Take the report’s centerpiece proposal of the ‘British Baccalaureate’. It’s sensible. But it requires a very strong grip to get it right: to ensure it defines core knowledge without becoming a tick-box exercise, to reflect new skills in technology without undermining core numeracy and literacy, to offer vocational routes without diminishing academic learning, to give schools flexibility without losing all shape, to gather the system around a vision without making it a mush of the lowest common denominator.
To stop it becoming, in other words, another Curriculum For Excellence for the rest of the UK.
It’s interesting, to a Scottish reader, that CfE is barely mentioned. Maybe that was a deliberate step to avoid irritating us north of the border. It means they’ve missed out on a compelling case-study of curriculum change that establishes beyond doubt that a vision isn’t enough – you need a plan, too. To coin a phrase, devolution has taught us that education reform is a process, not an event.

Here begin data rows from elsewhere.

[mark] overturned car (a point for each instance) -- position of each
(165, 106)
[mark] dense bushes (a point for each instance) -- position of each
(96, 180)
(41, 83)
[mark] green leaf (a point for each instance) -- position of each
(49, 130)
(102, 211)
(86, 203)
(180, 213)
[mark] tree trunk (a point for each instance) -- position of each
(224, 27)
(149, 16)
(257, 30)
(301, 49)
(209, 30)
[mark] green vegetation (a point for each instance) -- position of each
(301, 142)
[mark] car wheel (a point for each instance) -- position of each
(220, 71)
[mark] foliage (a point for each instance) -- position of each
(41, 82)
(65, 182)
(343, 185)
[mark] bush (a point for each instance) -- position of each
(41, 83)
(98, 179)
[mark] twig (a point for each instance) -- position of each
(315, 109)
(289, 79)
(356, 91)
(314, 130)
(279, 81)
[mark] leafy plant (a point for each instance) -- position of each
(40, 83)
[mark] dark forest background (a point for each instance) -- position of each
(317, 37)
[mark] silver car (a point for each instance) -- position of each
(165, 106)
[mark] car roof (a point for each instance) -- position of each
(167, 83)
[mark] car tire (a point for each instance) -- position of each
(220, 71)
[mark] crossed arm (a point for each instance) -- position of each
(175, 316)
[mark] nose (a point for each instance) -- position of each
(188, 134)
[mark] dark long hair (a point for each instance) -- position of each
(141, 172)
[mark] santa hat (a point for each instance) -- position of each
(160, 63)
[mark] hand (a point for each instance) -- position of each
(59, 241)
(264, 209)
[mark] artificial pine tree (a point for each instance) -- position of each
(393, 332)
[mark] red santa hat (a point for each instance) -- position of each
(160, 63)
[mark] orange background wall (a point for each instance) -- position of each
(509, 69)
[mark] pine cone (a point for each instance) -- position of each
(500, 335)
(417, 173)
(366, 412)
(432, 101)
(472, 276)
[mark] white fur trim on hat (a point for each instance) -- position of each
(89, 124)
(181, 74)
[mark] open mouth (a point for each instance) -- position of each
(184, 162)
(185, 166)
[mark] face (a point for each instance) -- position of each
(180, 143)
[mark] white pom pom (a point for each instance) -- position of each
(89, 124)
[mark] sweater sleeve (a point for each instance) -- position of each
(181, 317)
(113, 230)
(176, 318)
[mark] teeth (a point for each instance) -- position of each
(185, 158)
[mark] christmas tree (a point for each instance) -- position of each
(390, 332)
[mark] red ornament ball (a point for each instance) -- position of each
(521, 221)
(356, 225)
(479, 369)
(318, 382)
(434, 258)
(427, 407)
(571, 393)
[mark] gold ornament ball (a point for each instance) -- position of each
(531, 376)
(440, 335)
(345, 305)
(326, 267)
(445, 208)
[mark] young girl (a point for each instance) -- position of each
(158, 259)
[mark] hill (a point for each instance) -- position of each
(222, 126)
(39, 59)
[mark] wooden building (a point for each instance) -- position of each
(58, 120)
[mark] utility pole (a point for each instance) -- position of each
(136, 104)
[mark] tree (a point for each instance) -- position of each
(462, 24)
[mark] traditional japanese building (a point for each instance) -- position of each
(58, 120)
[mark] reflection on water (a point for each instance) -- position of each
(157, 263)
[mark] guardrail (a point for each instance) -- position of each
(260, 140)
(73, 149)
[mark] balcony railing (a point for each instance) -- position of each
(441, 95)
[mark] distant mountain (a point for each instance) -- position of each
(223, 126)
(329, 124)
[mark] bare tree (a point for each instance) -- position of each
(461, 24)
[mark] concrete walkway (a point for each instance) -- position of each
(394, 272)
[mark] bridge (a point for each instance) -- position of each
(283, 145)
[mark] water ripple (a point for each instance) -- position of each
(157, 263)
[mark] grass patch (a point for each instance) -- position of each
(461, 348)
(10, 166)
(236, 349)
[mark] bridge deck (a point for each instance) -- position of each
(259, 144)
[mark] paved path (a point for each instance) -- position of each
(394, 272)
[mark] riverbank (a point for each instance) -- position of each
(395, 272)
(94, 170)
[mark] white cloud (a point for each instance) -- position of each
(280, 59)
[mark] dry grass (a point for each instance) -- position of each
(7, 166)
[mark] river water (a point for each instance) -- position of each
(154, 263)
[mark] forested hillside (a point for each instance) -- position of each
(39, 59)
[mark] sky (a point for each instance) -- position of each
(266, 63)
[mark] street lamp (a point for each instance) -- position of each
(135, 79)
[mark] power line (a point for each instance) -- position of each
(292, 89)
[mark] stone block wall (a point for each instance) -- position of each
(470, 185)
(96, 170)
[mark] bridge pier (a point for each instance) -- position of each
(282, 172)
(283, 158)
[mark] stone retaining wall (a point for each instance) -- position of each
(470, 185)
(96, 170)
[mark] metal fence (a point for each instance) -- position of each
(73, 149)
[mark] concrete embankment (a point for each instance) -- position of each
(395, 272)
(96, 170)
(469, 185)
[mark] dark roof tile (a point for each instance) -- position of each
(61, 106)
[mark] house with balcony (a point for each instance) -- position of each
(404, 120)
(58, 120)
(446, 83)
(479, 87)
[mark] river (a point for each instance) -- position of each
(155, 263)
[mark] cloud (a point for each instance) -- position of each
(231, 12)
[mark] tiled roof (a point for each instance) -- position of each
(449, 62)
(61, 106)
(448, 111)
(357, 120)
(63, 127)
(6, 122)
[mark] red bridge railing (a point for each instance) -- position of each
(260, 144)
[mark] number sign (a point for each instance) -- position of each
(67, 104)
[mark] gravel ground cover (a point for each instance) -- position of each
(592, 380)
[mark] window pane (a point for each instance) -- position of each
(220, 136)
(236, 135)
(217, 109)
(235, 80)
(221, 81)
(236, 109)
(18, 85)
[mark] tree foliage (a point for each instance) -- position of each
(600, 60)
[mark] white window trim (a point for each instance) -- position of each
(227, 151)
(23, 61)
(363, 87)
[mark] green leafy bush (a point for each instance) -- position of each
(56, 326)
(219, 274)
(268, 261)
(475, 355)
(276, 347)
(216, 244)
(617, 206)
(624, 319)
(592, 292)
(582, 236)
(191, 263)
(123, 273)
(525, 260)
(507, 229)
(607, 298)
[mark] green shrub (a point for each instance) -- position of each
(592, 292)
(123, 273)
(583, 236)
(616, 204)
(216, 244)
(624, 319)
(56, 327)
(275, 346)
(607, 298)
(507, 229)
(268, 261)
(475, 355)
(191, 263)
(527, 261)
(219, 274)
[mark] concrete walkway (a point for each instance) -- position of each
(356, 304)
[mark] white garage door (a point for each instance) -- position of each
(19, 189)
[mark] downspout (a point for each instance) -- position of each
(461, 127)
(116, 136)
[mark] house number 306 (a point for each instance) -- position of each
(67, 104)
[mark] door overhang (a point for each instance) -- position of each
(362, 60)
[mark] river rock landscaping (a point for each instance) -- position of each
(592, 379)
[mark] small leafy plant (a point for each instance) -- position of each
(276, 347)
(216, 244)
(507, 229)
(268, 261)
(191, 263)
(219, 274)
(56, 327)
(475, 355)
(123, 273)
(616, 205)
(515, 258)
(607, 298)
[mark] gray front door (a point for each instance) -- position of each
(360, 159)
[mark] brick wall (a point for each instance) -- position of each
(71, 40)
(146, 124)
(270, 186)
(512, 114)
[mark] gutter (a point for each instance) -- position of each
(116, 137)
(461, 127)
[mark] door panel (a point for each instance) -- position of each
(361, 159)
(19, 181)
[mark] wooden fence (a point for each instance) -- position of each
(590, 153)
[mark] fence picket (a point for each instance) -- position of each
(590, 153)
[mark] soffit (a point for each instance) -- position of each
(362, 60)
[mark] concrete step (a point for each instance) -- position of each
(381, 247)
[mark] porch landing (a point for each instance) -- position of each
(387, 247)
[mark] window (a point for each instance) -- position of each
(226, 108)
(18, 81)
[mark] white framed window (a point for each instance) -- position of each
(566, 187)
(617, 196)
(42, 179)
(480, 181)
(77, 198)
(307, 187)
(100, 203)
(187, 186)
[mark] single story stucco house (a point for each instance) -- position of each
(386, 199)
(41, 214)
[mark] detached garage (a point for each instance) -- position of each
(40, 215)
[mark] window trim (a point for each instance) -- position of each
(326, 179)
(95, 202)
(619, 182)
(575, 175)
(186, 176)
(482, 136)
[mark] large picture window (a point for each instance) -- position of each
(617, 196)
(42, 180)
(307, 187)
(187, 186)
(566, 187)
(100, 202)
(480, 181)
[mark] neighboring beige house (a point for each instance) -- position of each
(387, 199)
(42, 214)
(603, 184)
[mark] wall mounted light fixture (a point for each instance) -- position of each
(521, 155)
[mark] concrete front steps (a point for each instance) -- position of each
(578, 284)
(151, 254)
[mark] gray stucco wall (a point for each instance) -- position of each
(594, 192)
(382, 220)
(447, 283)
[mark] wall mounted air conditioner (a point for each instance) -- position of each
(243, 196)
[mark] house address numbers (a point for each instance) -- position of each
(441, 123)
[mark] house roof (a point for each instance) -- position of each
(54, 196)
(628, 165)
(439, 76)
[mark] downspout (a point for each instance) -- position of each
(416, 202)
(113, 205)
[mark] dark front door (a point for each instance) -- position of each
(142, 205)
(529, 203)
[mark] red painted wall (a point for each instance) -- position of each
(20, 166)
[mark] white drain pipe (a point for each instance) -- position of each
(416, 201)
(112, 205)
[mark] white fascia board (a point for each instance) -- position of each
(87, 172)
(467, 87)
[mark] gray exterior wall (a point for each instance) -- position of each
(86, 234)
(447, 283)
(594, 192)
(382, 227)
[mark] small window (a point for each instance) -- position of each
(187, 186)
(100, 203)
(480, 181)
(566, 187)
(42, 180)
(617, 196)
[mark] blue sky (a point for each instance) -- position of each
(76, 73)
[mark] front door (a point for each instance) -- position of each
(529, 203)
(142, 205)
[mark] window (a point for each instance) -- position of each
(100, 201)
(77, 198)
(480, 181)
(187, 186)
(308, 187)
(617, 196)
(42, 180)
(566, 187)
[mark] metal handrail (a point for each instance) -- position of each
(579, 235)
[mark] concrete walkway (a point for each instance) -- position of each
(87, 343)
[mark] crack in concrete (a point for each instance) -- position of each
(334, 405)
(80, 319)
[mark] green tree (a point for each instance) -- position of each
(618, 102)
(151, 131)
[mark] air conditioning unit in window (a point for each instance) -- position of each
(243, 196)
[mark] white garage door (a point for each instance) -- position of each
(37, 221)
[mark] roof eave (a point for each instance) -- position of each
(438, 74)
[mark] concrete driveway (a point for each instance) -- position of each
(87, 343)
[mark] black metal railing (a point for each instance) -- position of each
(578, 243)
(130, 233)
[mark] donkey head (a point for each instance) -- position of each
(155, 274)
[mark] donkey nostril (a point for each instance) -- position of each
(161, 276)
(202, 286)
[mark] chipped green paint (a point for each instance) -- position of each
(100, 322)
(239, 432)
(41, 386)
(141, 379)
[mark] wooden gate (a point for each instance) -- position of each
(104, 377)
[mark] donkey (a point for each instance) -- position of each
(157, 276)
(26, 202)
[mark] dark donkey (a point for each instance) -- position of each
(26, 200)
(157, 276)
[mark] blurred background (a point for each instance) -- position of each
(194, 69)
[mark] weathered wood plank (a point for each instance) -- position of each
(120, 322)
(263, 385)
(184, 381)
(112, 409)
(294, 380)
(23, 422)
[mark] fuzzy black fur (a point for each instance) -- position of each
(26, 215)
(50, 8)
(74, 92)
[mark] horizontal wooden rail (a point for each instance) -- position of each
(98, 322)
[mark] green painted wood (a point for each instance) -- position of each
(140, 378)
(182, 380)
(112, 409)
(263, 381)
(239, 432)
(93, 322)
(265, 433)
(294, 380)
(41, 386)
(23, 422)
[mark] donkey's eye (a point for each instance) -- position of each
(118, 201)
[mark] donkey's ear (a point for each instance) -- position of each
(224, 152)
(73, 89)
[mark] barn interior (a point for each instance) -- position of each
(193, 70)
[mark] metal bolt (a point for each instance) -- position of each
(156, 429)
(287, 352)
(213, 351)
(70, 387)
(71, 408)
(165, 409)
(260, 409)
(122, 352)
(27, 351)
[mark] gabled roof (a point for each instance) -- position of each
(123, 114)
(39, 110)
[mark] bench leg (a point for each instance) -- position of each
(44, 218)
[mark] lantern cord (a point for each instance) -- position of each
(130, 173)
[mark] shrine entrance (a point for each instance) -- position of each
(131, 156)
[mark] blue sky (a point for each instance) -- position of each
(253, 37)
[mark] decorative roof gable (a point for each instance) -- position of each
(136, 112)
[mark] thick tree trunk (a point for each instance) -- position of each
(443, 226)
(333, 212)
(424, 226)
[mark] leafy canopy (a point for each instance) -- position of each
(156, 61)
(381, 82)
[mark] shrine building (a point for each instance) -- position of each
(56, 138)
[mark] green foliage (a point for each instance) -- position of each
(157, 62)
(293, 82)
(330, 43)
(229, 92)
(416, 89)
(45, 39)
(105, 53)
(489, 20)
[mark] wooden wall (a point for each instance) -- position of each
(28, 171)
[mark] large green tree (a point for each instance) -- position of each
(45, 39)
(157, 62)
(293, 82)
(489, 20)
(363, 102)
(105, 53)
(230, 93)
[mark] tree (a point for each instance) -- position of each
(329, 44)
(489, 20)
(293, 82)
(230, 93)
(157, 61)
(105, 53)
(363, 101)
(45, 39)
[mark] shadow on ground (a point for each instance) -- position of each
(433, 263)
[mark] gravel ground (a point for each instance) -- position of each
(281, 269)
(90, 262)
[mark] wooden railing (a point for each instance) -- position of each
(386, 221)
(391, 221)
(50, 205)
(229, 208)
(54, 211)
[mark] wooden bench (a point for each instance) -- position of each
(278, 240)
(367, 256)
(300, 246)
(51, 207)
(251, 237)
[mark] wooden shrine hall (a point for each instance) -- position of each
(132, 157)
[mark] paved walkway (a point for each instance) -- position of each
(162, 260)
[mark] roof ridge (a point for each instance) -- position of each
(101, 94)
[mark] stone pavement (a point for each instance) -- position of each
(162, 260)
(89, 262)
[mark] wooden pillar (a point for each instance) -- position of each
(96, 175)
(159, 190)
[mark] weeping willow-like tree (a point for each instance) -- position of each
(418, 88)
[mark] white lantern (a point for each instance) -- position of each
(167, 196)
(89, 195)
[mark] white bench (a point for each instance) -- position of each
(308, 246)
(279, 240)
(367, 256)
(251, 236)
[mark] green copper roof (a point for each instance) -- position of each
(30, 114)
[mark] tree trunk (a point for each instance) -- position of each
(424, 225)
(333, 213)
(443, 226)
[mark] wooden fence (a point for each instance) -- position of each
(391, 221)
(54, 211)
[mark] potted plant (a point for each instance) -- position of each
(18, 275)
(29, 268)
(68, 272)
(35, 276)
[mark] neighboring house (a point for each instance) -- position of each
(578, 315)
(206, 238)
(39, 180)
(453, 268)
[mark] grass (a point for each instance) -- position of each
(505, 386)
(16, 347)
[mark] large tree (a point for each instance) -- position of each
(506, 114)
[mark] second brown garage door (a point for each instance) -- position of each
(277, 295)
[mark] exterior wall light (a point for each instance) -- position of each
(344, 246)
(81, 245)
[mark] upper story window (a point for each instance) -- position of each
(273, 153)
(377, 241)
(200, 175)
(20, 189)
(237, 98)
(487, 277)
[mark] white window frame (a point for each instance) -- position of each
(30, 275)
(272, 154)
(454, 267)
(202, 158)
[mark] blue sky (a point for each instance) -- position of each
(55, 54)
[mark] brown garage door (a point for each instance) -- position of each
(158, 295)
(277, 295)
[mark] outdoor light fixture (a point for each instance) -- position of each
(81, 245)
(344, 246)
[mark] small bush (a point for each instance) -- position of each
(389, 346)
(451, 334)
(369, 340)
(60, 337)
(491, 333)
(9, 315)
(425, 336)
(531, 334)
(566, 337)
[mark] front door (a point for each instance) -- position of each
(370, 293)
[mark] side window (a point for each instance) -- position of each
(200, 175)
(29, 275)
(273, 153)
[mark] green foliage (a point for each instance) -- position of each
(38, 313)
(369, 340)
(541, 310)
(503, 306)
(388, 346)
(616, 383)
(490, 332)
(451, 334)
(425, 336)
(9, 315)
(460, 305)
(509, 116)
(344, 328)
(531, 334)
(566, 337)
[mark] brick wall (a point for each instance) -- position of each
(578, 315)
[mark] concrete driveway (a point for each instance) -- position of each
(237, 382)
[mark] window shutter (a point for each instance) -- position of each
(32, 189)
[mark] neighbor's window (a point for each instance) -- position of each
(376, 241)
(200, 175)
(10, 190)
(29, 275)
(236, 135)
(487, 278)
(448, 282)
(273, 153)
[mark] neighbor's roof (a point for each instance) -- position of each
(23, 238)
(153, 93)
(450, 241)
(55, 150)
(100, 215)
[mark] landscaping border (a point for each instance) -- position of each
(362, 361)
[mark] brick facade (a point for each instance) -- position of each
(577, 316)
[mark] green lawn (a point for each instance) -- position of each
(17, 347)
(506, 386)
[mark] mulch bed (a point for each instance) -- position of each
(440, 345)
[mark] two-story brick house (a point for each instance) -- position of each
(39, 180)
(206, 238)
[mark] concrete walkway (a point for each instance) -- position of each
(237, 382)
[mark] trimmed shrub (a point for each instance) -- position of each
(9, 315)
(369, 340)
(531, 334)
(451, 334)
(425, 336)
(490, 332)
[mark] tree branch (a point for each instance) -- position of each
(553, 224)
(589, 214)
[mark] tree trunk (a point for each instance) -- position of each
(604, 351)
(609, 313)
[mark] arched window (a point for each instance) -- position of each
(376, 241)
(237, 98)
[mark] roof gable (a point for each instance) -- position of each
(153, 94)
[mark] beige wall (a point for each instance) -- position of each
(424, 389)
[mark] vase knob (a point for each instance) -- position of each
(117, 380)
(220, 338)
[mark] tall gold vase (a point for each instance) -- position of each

That kind of cross-border pollination is where initiatives like the Times’ should head next. They deserve credit for taking on a big topic, but there is so much more to learn from 20 years of 4 systems taking different approaches.
And in this way, it’s a hint of what’s possible: redeeming the idea of devolution as a policy laboratory where the UK nations can all learn from each other. It’s a nice idea. It’s never really happened.
Perhaps the ultimate implication of this report is that it’s time to revisit the concept.